This got me to thinking about how we choose our online identities and what they really mean to us. The genesis of my name began when I joined Twitter. So much news was breaking on the platform, that I used to say " Ever notice that you hear about stories on Twitter before it reaches the national news?." So people started calling me the "EverNoticeThat Guy" and the name stuck. On the net I became what I talked about.
Passing "The phone test" or "The Identity Test"
If I were to give my opinion on whether someone should change their username, I'd first invoke what I've dubbed "The Phone Test." Which is: If you can't say the name over the phone without the listener asking how its spelled, It's failed the test and should be changed. Now, that only comes into effect with me if a name does not have some deep, heartfelt meaning where changing it would be like losing a part of yourself. This is what I call: "The Identity Test." When a person becomes so identified with a moniker so that they cannot imagine being known as anything else, in that case the name should be kept.

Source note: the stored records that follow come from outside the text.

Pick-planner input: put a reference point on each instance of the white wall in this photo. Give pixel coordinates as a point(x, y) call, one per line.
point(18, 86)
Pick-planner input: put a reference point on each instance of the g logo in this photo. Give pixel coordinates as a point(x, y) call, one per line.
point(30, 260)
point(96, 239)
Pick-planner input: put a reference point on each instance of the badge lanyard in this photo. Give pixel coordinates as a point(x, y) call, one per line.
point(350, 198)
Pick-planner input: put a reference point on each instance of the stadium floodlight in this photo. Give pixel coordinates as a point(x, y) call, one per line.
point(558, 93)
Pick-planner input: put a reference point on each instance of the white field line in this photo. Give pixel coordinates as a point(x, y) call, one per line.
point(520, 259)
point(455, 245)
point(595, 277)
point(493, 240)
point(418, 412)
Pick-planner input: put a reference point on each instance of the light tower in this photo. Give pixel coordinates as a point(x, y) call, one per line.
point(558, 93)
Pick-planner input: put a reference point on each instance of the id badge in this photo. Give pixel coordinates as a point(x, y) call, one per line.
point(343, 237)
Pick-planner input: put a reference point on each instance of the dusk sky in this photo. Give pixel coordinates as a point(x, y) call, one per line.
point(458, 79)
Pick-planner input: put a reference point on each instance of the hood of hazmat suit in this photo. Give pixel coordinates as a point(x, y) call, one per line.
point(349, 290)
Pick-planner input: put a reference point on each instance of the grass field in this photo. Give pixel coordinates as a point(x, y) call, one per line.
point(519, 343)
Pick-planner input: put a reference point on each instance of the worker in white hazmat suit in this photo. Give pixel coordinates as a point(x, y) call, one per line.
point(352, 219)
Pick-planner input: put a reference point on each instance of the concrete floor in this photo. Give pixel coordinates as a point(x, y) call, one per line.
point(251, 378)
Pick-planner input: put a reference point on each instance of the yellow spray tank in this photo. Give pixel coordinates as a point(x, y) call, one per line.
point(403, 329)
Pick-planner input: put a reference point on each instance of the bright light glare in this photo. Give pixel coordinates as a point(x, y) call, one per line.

We can't help at times wondering about the origin of some online usernames. For instance, why is @themanwithnoname The man with no name? I can see a post being written about that. Where did @meesterboom come from and who let him out? :) What's the story behind @exyle and can anyone here imagine him being known as anything else? It just fits.
When a Real Name isn't...
Not long ago Facebook began shutting down accounts for not following their Real Names policy. Everyone was suddenly required to post their actual name, after years of being known by a fitting persona. They never thought about how this might affect survivors of domestic violence, and members of the transgender community, for example. A number of well known personalities were ordered to change their names or lose their accounts.
As a child, I was known for questioning everything and having an unquenchable thirst for knowledge. I always wanted to know why things were the way they were and always noticed little things that others missed. On Facebook, I'd been "EverNoticeThat" for years with no problem, then suddenly found my account locked when another user complained after having to change their name. I'd never heard of this when I joined. What they didn't understand is that online, I am EverNoticeThat and after many emails I finally gave up and let Facebook go. Knowing how they use your personal information as "you are the product" made the decision much easier.
So this begs the question: How did you choose your online name and what does it mean to you?